If you live in a neighborhood with a lot of dogs, then you’ve probably noticed at least one house that seems to always have a dog posted in the window. When you pass by, they may stare you down as though they are seething from some internal conflict. If the dog is having a particularly bad day, it may bark or lunge in a frenzy at you as you pass by, leaving you a little shaken up or wondering if the dog is okay.
Your own dog might sit in the window from time to time, and you might encounter dogs that sit calmly in windows as you pass by. At first, the behavior is nothing to be concerned about. If your dog sits in the window all the time, every day, and isn’t paid much attention to, the behavior could become problematic. Here’s what you should know about dogs that sit by windows, and what you can do to keep your dog from becoming an aggressive window ornament.
The Root of the Behavior
Dogs that sit in the window do not originally do so out of aggression, nor is it likely that they do it as a display of dominance, as some people believe. There are several theories about why dogs sit in the window, and most of them have to do with the simple fact that looking out the window is stimulating. Though dogs do not rely on their sight as their primary sense, they can still see fairly clearly at distances of up to 20 feet. They can see other animals, pedestrians, cars, and anything going on right outside the window. All of these different happenings are exciting for your dog, and oftentimes, other behaviors arise as a result of this basic desire to interact with external stimuli.

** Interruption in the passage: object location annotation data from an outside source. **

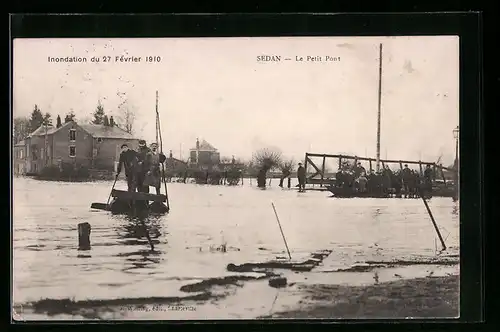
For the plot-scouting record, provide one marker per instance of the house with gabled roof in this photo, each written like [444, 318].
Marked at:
[84, 145]
[203, 155]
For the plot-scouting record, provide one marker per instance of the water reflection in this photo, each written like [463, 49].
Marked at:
[145, 235]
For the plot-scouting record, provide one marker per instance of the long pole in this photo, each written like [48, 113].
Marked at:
[281, 230]
[379, 106]
[161, 150]
[457, 170]
[432, 219]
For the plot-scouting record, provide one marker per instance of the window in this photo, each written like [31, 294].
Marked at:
[72, 135]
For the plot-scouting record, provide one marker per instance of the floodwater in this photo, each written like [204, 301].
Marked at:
[202, 218]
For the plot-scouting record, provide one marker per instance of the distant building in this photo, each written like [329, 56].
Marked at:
[203, 155]
[174, 165]
[19, 162]
[88, 145]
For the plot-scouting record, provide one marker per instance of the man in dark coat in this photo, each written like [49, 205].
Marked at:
[406, 174]
[428, 178]
[130, 161]
[301, 176]
[153, 175]
[144, 167]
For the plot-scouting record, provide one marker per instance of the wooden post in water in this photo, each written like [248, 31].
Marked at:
[323, 171]
[84, 236]
[379, 106]
[432, 219]
[444, 178]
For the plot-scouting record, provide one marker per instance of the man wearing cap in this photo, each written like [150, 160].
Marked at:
[301, 176]
[129, 159]
[407, 179]
[153, 176]
[144, 166]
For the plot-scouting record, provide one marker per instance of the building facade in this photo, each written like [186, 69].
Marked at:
[91, 146]
[19, 160]
[203, 155]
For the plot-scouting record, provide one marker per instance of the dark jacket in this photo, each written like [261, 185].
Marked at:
[143, 154]
[129, 159]
[301, 172]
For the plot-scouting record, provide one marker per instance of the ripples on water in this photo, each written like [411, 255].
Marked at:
[121, 263]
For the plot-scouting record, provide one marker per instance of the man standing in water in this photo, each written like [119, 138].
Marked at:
[130, 161]
[143, 166]
[153, 176]
[428, 179]
[301, 176]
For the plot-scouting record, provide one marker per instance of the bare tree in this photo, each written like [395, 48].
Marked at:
[265, 160]
[286, 167]
[126, 116]
[21, 128]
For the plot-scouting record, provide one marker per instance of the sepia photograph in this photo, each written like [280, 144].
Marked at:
[235, 178]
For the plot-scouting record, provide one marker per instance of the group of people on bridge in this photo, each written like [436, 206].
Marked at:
[142, 167]
[384, 182]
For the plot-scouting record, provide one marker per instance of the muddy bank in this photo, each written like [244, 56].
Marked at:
[413, 298]
[207, 290]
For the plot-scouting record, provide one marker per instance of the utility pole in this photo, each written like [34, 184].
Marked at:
[157, 120]
[379, 106]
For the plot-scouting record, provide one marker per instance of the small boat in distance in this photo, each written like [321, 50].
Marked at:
[126, 202]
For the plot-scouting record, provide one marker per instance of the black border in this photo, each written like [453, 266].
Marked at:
[466, 25]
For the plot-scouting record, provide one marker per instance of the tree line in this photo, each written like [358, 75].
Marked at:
[24, 126]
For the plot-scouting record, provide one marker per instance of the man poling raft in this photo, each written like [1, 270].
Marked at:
[142, 170]
[153, 175]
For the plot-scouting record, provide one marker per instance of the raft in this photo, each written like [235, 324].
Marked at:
[125, 202]
[350, 193]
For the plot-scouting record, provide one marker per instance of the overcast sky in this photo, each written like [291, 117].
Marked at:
[215, 89]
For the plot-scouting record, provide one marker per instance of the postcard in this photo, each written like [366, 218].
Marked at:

The most common behavioral problem to arise as a result of dogs sitting in the window is barking. There may be several different reasons behind a dog barking at the window, but the most common is that your dog feels compelled to alert you to something going on outside. This is an umbrella explanation for behaviors like barking at the mailman, barking when someone comes home, or barking during severe weather. If you routinely yell at your dog to quiet down, you may accidentally be contributing to your dog’s barking! Your dog most likely sees yelling as your way of barking along too, and this will further encourage him to bark at things going on outside.

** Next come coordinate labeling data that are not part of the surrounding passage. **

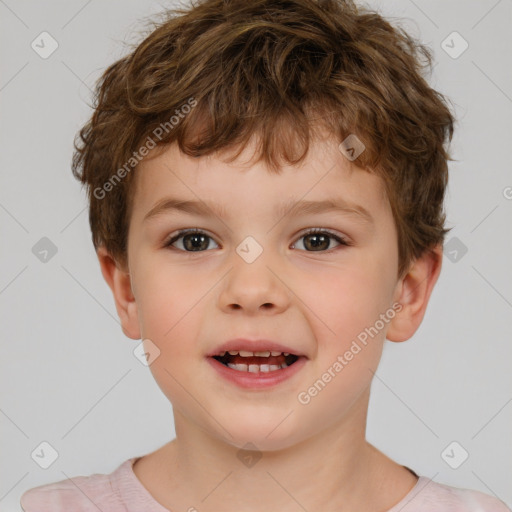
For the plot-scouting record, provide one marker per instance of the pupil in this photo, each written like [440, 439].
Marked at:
[318, 240]
[197, 242]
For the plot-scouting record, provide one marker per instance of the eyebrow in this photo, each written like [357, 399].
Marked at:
[302, 207]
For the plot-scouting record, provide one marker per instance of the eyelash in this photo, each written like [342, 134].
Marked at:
[180, 234]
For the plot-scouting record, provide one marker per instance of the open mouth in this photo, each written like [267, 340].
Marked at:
[256, 362]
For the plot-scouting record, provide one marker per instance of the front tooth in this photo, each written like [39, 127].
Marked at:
[264, 353]
[240, 367]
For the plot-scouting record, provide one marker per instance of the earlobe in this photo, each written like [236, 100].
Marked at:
[119, 281]
[413, 293]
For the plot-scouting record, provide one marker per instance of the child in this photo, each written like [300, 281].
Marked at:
[266, 184]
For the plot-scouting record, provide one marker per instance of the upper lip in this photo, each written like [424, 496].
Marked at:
[253, 346]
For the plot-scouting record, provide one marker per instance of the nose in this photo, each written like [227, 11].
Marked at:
[254, 288]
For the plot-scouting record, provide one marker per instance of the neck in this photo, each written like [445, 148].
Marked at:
[336, 469]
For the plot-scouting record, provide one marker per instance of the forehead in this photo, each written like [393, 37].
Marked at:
[247, 185]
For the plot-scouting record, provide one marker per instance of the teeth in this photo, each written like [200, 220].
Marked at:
[247, 353]
[256, 368]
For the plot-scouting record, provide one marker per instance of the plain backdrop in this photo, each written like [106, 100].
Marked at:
[68, 374]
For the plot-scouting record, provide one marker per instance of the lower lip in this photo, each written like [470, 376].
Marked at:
[258, 380]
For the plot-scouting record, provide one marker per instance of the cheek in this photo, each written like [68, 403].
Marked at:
[348, 302]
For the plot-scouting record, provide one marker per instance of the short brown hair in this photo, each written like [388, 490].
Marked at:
[272, 68]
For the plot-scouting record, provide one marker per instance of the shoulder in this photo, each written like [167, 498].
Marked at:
[80, 494]
[428, 495]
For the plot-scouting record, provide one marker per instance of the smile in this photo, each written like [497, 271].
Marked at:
[256, 362]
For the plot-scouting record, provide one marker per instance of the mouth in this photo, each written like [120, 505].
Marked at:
[257, 362]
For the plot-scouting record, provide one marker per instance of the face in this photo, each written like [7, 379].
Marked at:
[317, 293]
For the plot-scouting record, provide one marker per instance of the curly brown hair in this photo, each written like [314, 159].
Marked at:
[275, 69]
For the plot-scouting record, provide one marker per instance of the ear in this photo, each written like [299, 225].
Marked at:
[413, 293]
[119, 282]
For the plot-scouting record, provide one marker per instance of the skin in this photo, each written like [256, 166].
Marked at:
[314, 456]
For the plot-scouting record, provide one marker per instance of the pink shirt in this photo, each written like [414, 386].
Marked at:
[122, 491]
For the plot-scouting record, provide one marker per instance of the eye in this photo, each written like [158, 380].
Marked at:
[190, 240]
[319, 240]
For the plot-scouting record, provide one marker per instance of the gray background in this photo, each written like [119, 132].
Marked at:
[69, 376]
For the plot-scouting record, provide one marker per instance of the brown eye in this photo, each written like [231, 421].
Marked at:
[320, 241]
[190, 241]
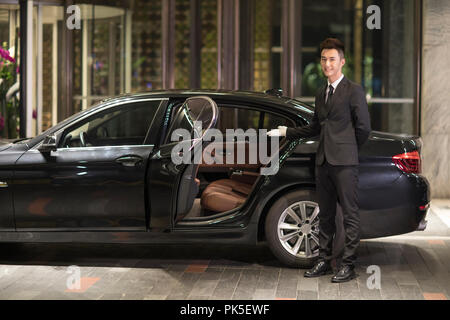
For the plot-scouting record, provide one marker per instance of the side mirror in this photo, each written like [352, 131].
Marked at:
[49, 144]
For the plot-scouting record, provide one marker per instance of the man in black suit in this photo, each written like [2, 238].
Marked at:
[342, 119]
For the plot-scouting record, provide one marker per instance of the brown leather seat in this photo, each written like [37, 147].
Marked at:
[224, 195]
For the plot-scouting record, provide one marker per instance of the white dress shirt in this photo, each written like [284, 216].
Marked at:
[334, 84]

Windows provide a barrier to the outside world, and this barrier can turn calm, observant dogs into pent-up, frustrated barkers. Although the outside world is stimulating, dogs can feel frustrated or anxious when they discover that they aren’t able to get outside and play. Watching other dogs go for walks or seeing another animal outside can be extremely frustrating for dogs that are stuck behind the glass window. This feeling is referred to as barrier frustration. Though it may start from something as innocent as looking through the window, the frustration of not being able to play with something outside could build up until your dog constantly feels angry and becomes aggressive.
Encouraging the Behavior
It is okay to let your dog look out the window from time to time, provided that they have an outlet for their energy. Your dog won’t become a raging barker overnight, but after several weeks or months of repeatedly experiencing barrier frustration, your dog may start to become more aggressive towards strangers and external stimuli. In order to prevent this, try limiting the time that your dog gets to spend in the window, or find a way to prevent your dog from looking around outside. This won’t make your dog feel cramped. In fact, it will remove a significant amount of stress from your dog’s life. Focus on rewarding your dog for playing with toys inside and create a home environment that is just as fun and interesting as whatever could be going on outside.
Once barrier frustration has become ingrained in your dog’s character, training it out of them could prove difficult. Depending on how the behavior has caused barrier frustration, you may spend weeks or months teaching your dog not to be frustrated at external stimuli. Reward your dog for remaining calm and not barking at passing strangers. If you notice that your dog is staring out the window in a tense and unrelaxed manner, try calming him down and then rewarding him for finding another activity to engage in. Over time, you will begin to undo the long-term effects of barrier frustration and show your dog that there is no need to be frustrated.
Other Solutions and Considerations
Barrier frustration is not limited to dogs who sit by windows. Another common manifestation of this phenomenon is “chain rage,” which happens to dogs who are chained to a leash outside all day. You may even see this behavior in dogs who are outside and surrounded by a chain-link fence. They can see you, but they are unable to interact with you. In all of these cases, the desire to play and interact with objects out of their reach leads to frustration, and eventually, rage. This behavior can complicate other behavioral issues, as well. Dogs who suffer from barrier frustration tend to experience an overwhelming amount of stress and may start to act out in other ways in order to dispel their stress.
You and your dog might both enjoy staring out the window. Just remember that your dog might be getting a little too into it, at times. Try not to give your dog the window seat when he will be left alone, unsupervised for long stretches of time. You are the most interesting and exciting part of their day, so make sure that you set them up for a healthy and engaging day even when you aren’t able to be there.